OpenSteer keeps the DOM action surface small on purpose. The supported high-level actions are click, hover, input, and scroll.

click()

SDK:

await opensteer.click({ element: 3 });
await opensteer.click({ selector: "#submit" });
await opensteer.click({ persist: "primary call to action" });
await opensteer.click({
  element: 3,
  persist: "primary call to action",
  button: "left",
  clickCount: 2,
  modifiers: ["Shift"],
});

CLI:

opensteer click 3 --workspace demo
opensteer click 3 --workspace demo --persist "primary call to action"
opensteer click 3 --workspace demo --button right

hover()

SDK:

await opensteer.hover({ element: 7 });
await opensteer.hover({ selector: "[data-testid='menu']" });
await opensteer.hover({ persist: "account menu" });

CLI:

opensteer hover 7 --workspace demo
opensteer hover 7 --workspace demo --persist "account menu"

input()

SDK:

await opensteer.input({ element: 5, text: "laptop" });
await opensteer.input({ selector: "#search", text: "laptop" });
await opensteer.input({
  persist: "search input",
  text: "laptop",
  pressEnter: true,
});

CLI:

opensteer input 5 laptop --workspace demo
opensteer input 5 laptop --workspace demo --press-enter
opensteer input 5 laptop --workspace demo --persist "search input"

scroll()

SDK:

await opensteer.scroll({ direction: "down", amount: 400 });
await opensteer.scroll({ element: 10, direction: "down", amount: 250 });
await opensteer.scroll({ persist: "results panel", direction: "down", amount: 600 });

CLI:

opensteer scroll down 400 --workspace demo
opensteer scroll down 250 --workspace demo --element 10
opensteer scroll down 250 --workspace demo --element 10 --persist "results panel"
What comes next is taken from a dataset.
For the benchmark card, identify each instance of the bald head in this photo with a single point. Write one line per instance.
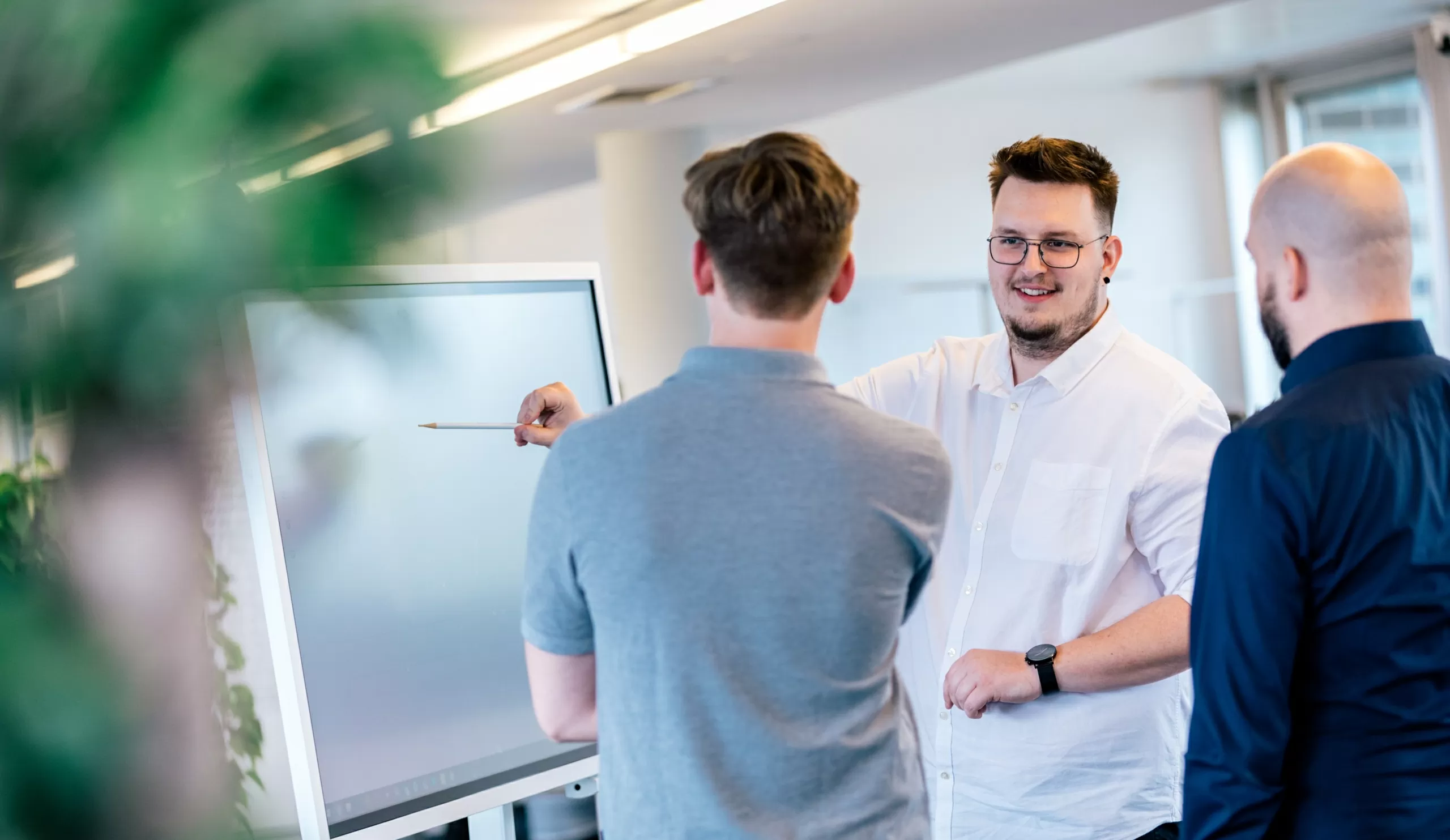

Without --element, CLI scroll targets the page root.

captureNetwork

All four SDK DOM actions can capture network traffic while they run:

await opensteer.click({
  persist: "search button",
  captureNetwork: "search",
});

CLI equivalent:

opensteer click 7 --workspace demo --capture-network search

Return value

DOM actions resolve to OpensteerActionResult:

const result = await opensteer.click({ element: 3 });

console.log(result.target.tagName);
console.log(result.target.pathHint);
console.log(result.point);

If the action used or saved a persist key, the resolved target includes that persist value.

What is not on this surface

There is no separate high-level SDK method for:

  • select
  • uploadFile
  • pressKey
  • type

For coordinate-driven interaction, use Computer Use.